"Cari amici
": è l'espressione nuova, diventata
ormai familiare - continuamente ricorrente nei suoi discorsi - con cui
Benedetto XVI ha scelto di rivolgersi ai suoi interlocutori, quasi eco
dello stesso Gesù, che preferiva chiamare i suoi discepoli "amici".
L'ha usata anche con i musulmani, perché l'amicizia è disponibilità
e disposizione umanissima all'incontro e al dialogo con tutti.
"Più idee che slogan" ha detto qualcuno commentando i
discorsi di Benedetto XVI a Colonia. Sì, "questo Papa - ha
scritto Avvenire presentando i suoi discorsi - è un catechista
straordinario. Limpido ed efficacissimo". A lui è riuscito
il miracolo di dire cose ardue, profonde e coraggiose in modo semplice,
e quasi sottovoce, in punta di piedi, con uno stile fraterno e rispettoso,
e nello stesso tempo senza fare sconti sulla verità.

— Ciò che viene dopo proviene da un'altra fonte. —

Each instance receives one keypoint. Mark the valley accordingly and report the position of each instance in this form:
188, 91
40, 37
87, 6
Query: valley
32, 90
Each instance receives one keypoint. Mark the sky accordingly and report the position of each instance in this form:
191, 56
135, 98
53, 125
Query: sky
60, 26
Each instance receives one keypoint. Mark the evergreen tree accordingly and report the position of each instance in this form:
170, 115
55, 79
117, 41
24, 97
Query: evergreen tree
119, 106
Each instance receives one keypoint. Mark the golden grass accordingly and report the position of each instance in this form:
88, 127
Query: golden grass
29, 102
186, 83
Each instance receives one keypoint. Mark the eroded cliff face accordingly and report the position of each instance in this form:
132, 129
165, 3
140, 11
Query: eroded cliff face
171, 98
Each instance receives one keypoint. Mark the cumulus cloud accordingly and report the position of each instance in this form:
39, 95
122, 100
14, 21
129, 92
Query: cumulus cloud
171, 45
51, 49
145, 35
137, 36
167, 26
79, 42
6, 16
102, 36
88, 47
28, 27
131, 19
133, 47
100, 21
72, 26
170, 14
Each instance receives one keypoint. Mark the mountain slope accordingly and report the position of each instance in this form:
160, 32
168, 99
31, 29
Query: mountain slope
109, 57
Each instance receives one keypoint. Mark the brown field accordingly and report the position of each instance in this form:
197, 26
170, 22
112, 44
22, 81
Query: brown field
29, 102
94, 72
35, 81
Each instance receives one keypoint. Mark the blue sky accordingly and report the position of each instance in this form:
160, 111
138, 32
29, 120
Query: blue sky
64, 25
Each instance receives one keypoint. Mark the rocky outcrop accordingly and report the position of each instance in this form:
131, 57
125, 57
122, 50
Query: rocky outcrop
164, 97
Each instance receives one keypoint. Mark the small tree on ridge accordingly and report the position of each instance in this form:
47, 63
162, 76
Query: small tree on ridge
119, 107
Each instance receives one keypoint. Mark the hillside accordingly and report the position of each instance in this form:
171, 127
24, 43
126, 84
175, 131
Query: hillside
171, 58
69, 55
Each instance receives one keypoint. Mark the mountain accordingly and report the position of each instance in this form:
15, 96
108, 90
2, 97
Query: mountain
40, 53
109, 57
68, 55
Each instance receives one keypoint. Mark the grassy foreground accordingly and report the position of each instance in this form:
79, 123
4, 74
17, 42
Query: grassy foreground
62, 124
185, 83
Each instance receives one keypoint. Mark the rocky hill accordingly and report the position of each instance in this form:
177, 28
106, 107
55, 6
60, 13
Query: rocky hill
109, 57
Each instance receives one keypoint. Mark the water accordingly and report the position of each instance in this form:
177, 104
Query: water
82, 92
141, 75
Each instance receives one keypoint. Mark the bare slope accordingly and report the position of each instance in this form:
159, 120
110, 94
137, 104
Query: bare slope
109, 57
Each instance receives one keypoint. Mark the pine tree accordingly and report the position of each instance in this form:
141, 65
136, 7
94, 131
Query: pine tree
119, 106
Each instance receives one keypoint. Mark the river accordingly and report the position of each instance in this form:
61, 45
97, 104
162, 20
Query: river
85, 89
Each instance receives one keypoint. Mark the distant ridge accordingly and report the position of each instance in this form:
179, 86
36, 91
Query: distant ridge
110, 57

La grande stampa - e non solo quella tedesca - si è trovata spiazzata,
perché si attendeva e forse si augurava un grande flop. E invece
ha dovuto prendere atto: non solo della statura morale e intellettuale
di questo Papa, ma anche della gioia dei giovani di incontrare nuovamente
Pietro in quell' "umile servitore della vigna del Signore",
di sentir parlare liberamente di Gesù Cristo e di poterLo adorare
come il Signore di tutti e di tutto, in un'Europa che fa sempre più
fatica ad ascoltarne e a pronunciarne il nome.

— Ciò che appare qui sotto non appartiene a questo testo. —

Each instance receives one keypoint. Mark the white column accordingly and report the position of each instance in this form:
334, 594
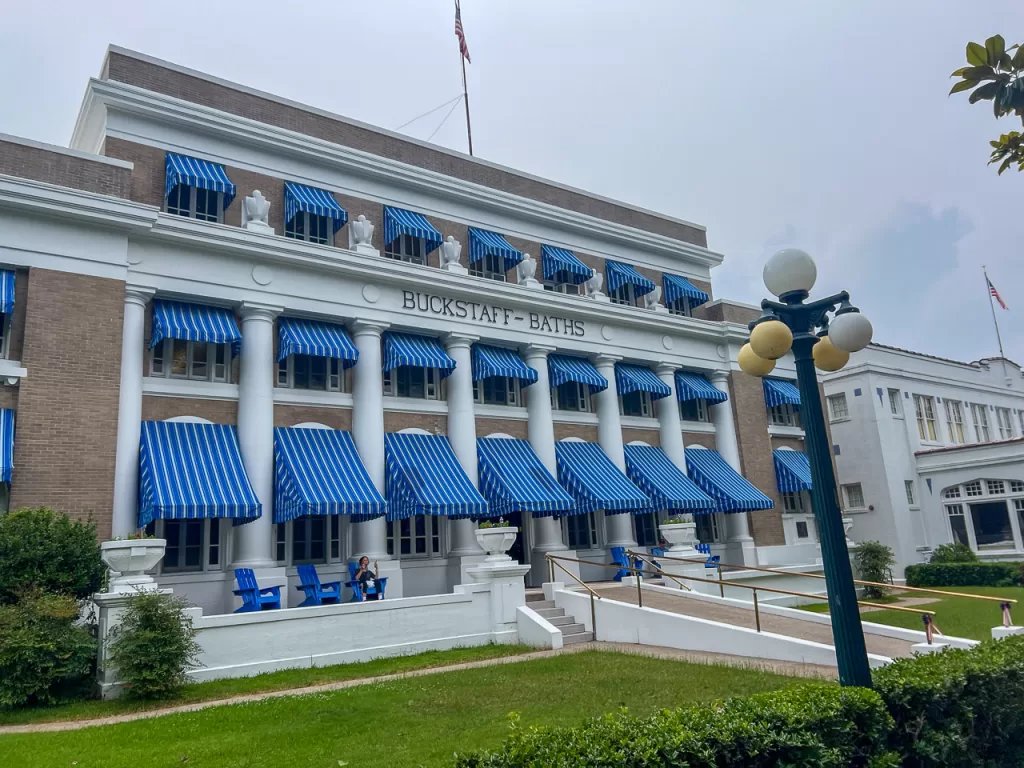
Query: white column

Papa Ratzinger ha messo la sua enorme preparazione teologica e culturale
e la sua esperienza spirituale al servizio della nuova missione di Successore
di Pietro e quindi di Pastore della Chiesa universale.

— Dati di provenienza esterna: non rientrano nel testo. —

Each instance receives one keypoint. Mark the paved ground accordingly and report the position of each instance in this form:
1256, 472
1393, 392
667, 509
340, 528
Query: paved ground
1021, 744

E tutti lo hanno capito. Hanno capito che non bastano gli slogan: occorre
scendere in profondità, avere il coraggio di cercare e soprattutto
l'umiltà di ricevere i doni di un Dio che non è rimasto
nell'astrattezza e nella fumosità dei concetti, e nemmeno può
essere ritagliato sulla misura delle altalenanze dei sentimenti individuali
(è la religione del "fai-da-te"), ma si è rivelato
in una storia - la storia della salvezza - facendosi carne e volto nel
Figlio Gesù Cristo, raggiungibile attraverso la Sacra Scrittura,
la compagnia della Chiesa, i Sacramenti.
Benedetto XVI va dicendo - sulle orme di Giovanni Paolo II - che l'esilio
di Dio dall'orizzonte della storia contemporanea e dal più recente
pensiero europeo e occidentale ha finito per produrre l'eclisse dell'uomo,
la sconfitta della sua dignità, l'ottenebramento della sua ragione
circa il senso pieno dell'avventura umana e l'accecamento della sua coscienza
che porta ad abbattere ogni distinzione fra bene e male, fra verità
e menzogna.
Suonano fresche e cariche di speranza e di futuro quelle parole del Papa
ai giovani, pronunciate nel cuore della nostra vecchia Europa: "Spalancate
il vostro cuore a Dio, lasciatevi sorprendere da Cristo. Concedetegli
il diritto di parlarvi. Aprite le porte della vostra libertà al
suo amore misericordioso". Sì, perché forse i capipopolo
dell'Occidente - sempre più afferrati dal morbo di una modernità
intesa in modo rabbiosamente laicistico - hanno spento o stanno spegnendo
nelle nostre terre quelle radici, umanistiche e cristiane, che hanno alimentato
la linfa culturale ed esistenziale che ha reso grande la nostra storia,
fecondata dalla testimonianza di tanti santi, che sono "la scia luminosa
di Dio" e dai quali soltanto, in quanto adoratori di Dio, può
venire la "vera rivoluzione, il cambiamento decisivo del mondo".
"Non sono le ideologie che salvano il mondo - ha proclamato Papa
Benedetto ai giovani - ma soltanto il volgersi al Dio vivente, che è
il nostro creatore, il garante della nostra libertà, il garante
di ciò che è veramente buono e vero".
Ce n'è abbastanza per riandare e per nutrirsi di questo messaggio.
Consegniamo non solo ai giovani, ma a tutta la nostra comunità
parrocchiale alcuni fra i più importanti discorsi del Papa a Colonia.
Per non disperdere quella ricchezza e per alimentare la gioia "di
appartenere a questa grande famiglia" che è la Chiesa, la
quale "comprende il cielo e la terra, il passato, il presente e il
futuro e tutte le parti della terra".